Weighted sieves with switching

TL;DR

This paper explores the use of weighted sieves with switching principles to detect numbers with few prime factors, improving results in Diophantine approximation involving primes and almost primes.

Contribution

It introduces how different sieve weights function in symmetric two-variable problems, enhancing detection of primes paired with almost primes, and improves existing bounds in related problems.

Findings

Improved bounds for Diophantine approximation with primes and almost primes.

Enhanced understanding of sieve weights in symmetric two-variable problems.

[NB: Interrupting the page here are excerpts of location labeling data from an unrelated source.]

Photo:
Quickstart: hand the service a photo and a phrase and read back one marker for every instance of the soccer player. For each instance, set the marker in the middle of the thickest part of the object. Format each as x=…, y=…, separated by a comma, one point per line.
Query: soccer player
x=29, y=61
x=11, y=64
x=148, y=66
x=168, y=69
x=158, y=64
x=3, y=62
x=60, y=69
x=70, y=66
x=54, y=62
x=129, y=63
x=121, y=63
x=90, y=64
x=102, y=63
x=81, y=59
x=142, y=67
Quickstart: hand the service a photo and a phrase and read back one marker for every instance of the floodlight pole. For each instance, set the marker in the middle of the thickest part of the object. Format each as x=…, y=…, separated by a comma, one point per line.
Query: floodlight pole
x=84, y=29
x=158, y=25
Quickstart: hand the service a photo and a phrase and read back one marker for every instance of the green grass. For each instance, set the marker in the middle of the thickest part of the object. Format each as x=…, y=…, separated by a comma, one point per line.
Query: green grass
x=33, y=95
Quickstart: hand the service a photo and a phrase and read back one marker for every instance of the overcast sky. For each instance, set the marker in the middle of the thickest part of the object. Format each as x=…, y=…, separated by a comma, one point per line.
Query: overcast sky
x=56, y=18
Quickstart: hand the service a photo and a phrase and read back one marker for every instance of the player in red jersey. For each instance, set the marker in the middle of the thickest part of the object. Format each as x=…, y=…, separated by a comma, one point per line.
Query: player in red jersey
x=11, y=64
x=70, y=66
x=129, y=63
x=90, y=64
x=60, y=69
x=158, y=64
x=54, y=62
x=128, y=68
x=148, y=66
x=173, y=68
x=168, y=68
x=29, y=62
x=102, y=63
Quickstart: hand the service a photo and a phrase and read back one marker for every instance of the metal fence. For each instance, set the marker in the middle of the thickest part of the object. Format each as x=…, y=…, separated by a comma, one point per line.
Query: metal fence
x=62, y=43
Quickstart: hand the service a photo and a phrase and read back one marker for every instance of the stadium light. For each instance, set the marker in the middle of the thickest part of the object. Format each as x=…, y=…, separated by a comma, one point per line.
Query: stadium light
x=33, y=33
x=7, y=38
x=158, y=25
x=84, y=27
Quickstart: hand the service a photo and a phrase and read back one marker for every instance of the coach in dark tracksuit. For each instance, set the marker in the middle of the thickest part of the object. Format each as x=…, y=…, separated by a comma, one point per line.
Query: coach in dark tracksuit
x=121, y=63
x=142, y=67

Demonstrated level of distribution at least 0.267 for certain prime pairs.

Abstract

Weighted sieves are used to detect numbers with at most $S$ prime factors with $S \in \mathbb{N}$ as small as possible. When one studies problems with two variables in somewhat symmetric roles (such as Chen primes, that is primes $p$ such that $p+2$ has at most two prime factors), one can utilize the switching principle. Here we discuss how different sieve weights work in such a situation, concentrating in particular on detecting a prime along with a product of at most three primes. As applications, we improve on the works of Yang and Harman concerning Diophantine approximation with a prime and an almost prime, and prove that, in general, one can find a pair $(p, P_3)$ when both the original and the switched problem have level of distribution at least $0.267$.